Theory – PEFR – (peak expiratory flow rate) is a measure of the maximum speed of expiration. It is measured in litres/minute. It is used to asses if bronchoconstriction is reversible – i.e. the test is diagnostic for asthma. Not only is it used to diagnose asthma, but it can also be used to monitor the effectiveness of drugs.

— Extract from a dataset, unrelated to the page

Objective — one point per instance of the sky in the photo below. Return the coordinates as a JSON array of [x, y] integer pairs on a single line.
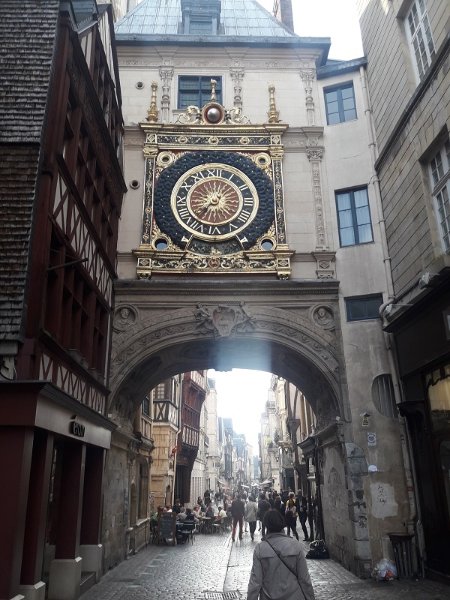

Normal values are related to age, gender and height. You don’t need to learn this, this can be found on tables and charts. The value is increased if you are:
- Age 18-30
Explaining how to use a peak flow meter
- Establish if the patient is using the peak flow meter to make a diagnosis of asthma, or to measure how well the disease is being controlled
- Gain consent
Position – the patient should be sitting upright or standing
Meter – should be set to 0
- Make sure the patient’s finger is not covering the meter, as this can block the slider moving up the scale.
- Also, make the sure patient’s finger does not cover any of the slide scale at all – as sometimes this can create a ‘spring effect; and the slider can zoom off and give a higher reading than the true value.
Tell the patient to take a deep breath in, and then make a tight seal around the mouth piece, then blow out as hard and as fast as they can.
- The patient does not need to do a full expiration
You should do a minimum of three readings. If the reading differ wildly, then you should continue until you have three roughly consistent readings. If the results vary like this it is likely the patient is not following the right procedure.
- You should record the highest reading
DEMONSTRATE THE TECHNIQUE, AND THEN ASK THE PATIENT TO SHOW YOU – so you know they are doing it correctly.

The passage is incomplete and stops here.